Download or read book Agrarian Change in Late Antiquity written by Jairus Banaji and published by Oxford University Press, USA. This book was released on 2007-05-17 with total page 330 pages. Available in PDF, EPUB and Kindle. Book excerpt: In a critique of Max Weber's influential ideas about the Mediterranean region in late antiquity, Jairus Banaji shows that the fourth to seventh centuries were in fact a period of major social and economic change, bound up with an expanding circulation of gold.
Download or read book Quantifying the Roman Economy written by Alan Bowman and published by Oxford University Press. This book was released on 2009-06-25 with total page 375 pages. Available in PDF, EPUB and Kindle. Book excerpt: The first volume in a new series, Oxford Studies on the Roman Economy: a collection of essays, edited by the series editors, focusing on the economic performance of the Roman empire, and suggesting how we can derive a quantified account of economic growth and contraction in the period of the empire's greatest extent and prosperity.

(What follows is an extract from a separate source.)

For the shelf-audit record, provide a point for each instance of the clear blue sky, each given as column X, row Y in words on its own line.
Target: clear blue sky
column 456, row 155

Download or read book Recycling and Reuse in the Roman Economy written by Chloë N. Duckworth and published by Oxford University Press (UK). This book was released on 2020 with total page 507 pages. Available in PDF, EPUB and Kindle. Book excerpt: The recycling and reuse of materials and objects were extensive in the past, but have rarely been embedded into models of the economy: this volume is the first to explore these practices in the Roman economy, drawing on a variety of methodological approaches and new scientific developments in a wide-ranging interdisciplinary study.